The Tea Party v. the United Nations
The U.N. is an amorphous, complex organization with many autonomous parts, as commenters on my post below have noted. This means that when one autonomous part of the U.N. does something stupid or bad, it is not always fair to attribute that to the organization as a whole, or the Secretariat. On the other hand, part of what gives the U.N. its power and influence is the idea that it is a single organization representing the international community. So expect the U.N., and its funding from the U.S., to undergo some severe grilling by the new Republican majority of the U.S. House of Representatives, even if such grilling is not entirely fair.

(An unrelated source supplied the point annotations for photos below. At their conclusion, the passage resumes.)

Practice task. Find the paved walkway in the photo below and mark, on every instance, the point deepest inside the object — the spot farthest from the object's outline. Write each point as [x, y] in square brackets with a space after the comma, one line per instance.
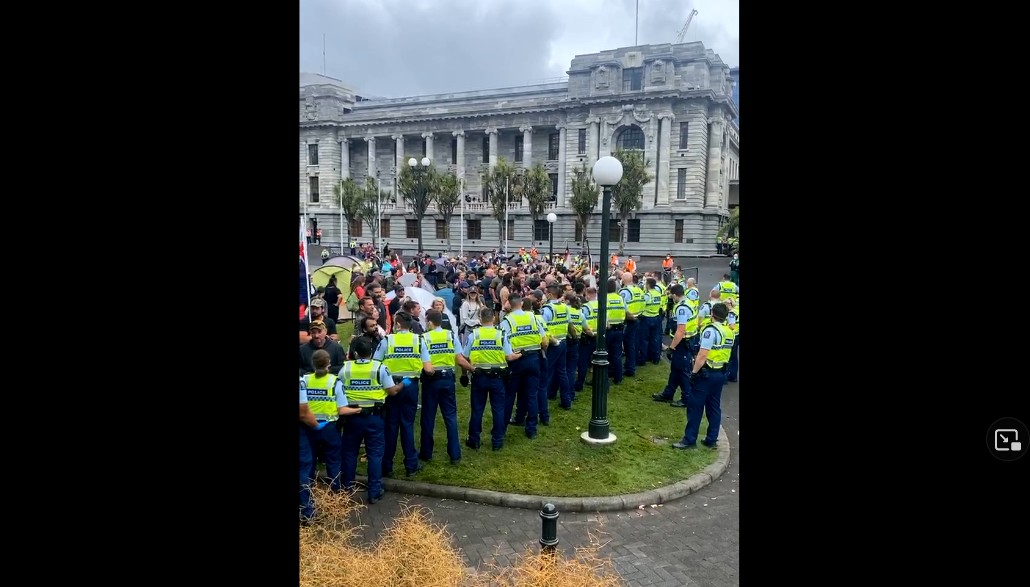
[692, 541]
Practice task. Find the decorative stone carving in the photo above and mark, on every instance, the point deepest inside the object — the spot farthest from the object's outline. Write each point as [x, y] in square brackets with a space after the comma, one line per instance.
[658, 72]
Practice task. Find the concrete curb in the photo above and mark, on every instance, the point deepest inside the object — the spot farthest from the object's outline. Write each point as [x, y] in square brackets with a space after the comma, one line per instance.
[605, 504]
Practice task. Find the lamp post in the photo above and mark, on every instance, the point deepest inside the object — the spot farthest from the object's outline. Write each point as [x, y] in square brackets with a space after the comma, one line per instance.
[550, 229]
[607, 172]
[419, 181]
[379, 215]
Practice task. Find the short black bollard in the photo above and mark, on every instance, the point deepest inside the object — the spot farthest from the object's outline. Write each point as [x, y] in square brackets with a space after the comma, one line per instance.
[549, 529]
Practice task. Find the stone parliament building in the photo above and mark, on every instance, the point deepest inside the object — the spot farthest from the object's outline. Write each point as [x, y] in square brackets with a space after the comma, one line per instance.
[672, 101]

Secretary-General Ban Ki-moon said he will try to blunt a threat by Republican leaders in the U.S. House of Representatives to withhold financial support for the world body by meeting with them to defend his record.
Republican Representative Ileana Ros-Lehtinen of Florida, new head of the House Foreign Affairs Committee, last July called the UN a “stew of corruption, mismanagement and negligence.”

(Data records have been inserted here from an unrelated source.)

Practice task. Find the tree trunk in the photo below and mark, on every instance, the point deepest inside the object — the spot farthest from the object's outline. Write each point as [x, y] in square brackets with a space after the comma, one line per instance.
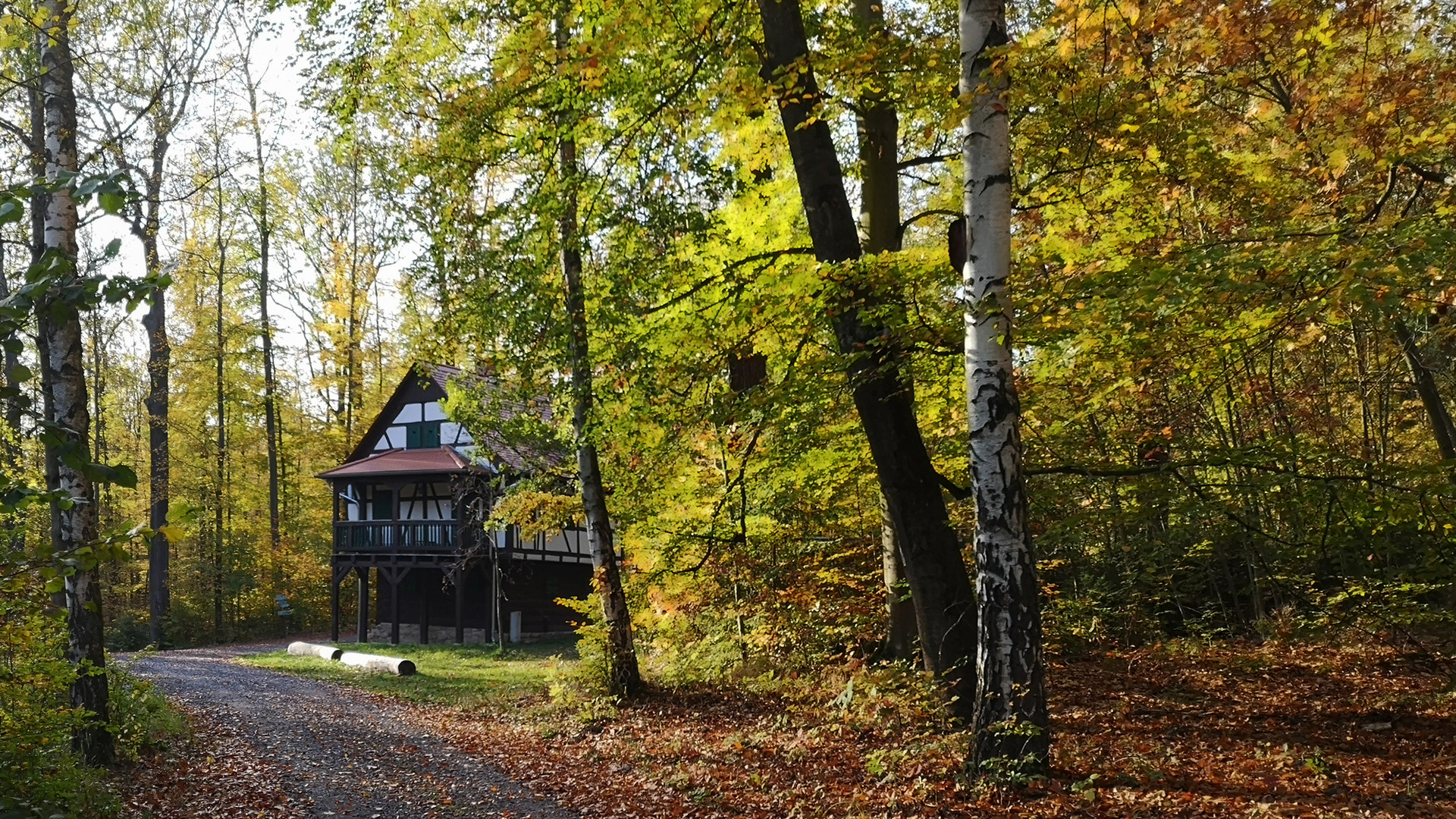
[14, 411]
[899, 610]
[66, 382]
[159, 363]
[1011, 700]
[622, 667]
[221, 425]
[1442, 428]
[940, 586]
[878, 127]
[270, 378]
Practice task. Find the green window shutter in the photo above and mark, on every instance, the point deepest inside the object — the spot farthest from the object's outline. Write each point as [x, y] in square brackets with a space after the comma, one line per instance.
[383, 504]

Ros-Lehtinen is holding a hearing featuring UN critics on Jan. 25. She plans legislation to increase congressional scrutiny and to make the U.S. financial commitment voluntary, rather than an annual amount stipulated by a formula based on national economic output.

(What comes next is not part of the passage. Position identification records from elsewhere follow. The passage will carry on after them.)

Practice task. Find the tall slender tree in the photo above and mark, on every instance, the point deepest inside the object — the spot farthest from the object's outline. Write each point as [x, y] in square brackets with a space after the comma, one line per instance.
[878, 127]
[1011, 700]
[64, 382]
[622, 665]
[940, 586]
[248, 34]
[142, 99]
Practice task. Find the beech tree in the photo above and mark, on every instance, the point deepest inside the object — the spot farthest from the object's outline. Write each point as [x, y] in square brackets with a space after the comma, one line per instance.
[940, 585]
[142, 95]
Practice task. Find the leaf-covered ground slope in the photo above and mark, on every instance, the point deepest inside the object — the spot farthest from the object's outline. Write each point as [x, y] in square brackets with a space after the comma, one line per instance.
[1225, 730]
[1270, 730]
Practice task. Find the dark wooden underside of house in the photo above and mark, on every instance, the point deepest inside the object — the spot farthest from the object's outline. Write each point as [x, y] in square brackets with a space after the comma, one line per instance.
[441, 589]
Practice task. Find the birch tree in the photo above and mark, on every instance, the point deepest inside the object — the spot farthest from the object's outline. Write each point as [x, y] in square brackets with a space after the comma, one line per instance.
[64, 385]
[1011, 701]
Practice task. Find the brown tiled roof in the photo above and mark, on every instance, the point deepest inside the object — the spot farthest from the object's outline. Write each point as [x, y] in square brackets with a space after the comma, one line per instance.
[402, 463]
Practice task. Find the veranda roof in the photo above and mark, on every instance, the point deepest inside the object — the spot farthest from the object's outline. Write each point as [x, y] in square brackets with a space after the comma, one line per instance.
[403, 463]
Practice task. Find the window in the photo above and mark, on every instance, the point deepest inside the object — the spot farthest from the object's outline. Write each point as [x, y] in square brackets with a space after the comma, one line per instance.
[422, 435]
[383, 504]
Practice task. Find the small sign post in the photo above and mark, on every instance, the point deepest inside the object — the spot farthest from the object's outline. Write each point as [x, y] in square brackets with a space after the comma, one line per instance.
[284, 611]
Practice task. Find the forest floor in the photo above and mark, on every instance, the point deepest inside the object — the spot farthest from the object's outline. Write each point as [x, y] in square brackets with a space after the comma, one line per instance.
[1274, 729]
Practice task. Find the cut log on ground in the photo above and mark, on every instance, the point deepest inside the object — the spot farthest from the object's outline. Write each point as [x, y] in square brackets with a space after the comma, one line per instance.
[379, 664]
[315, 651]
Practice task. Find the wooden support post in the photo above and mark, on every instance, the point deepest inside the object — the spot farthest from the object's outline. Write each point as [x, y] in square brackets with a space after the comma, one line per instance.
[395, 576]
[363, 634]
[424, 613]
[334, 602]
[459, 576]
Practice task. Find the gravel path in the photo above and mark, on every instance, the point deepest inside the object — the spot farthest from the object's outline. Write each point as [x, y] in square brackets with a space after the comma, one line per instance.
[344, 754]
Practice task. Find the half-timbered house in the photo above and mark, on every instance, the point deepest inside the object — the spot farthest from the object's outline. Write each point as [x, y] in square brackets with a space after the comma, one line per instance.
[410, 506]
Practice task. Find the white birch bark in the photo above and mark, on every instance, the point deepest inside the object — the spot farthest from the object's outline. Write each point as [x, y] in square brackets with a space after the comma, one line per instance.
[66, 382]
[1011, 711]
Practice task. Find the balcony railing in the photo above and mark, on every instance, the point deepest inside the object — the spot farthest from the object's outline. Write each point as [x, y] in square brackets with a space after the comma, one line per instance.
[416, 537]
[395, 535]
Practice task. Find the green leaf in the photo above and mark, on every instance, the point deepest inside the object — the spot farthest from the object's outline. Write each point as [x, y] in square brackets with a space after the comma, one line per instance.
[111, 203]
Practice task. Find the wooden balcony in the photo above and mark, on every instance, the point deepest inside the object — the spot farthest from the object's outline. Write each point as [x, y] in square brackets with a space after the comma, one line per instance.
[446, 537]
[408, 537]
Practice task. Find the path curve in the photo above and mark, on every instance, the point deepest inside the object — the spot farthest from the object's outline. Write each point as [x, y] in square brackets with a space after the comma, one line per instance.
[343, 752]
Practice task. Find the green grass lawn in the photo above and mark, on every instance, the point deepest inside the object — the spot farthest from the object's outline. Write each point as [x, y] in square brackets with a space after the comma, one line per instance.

One interesting legal question worth thinking about as this funding fight moves forward. What exactly does it mean to make the U.S. financial commitment voluntary? Would it require withdrawing from prior U.S. commitments? Were those treaty-based commitments or simply sole executive agreements? I don’t doubt that the U.S. Congress has the power to withhold the U.S. contribution, but I don’t think it has the power to override an international agreement of the U.S. on the international plane. More likely, Congress is going to pressure the U.S. State Department to renegotiate the formula for annual contributions. This makes a lot of sense, actually, and will hopefully be a positive outcomeof what is likely to be an ugly few months for the U.N. on Capital Hill.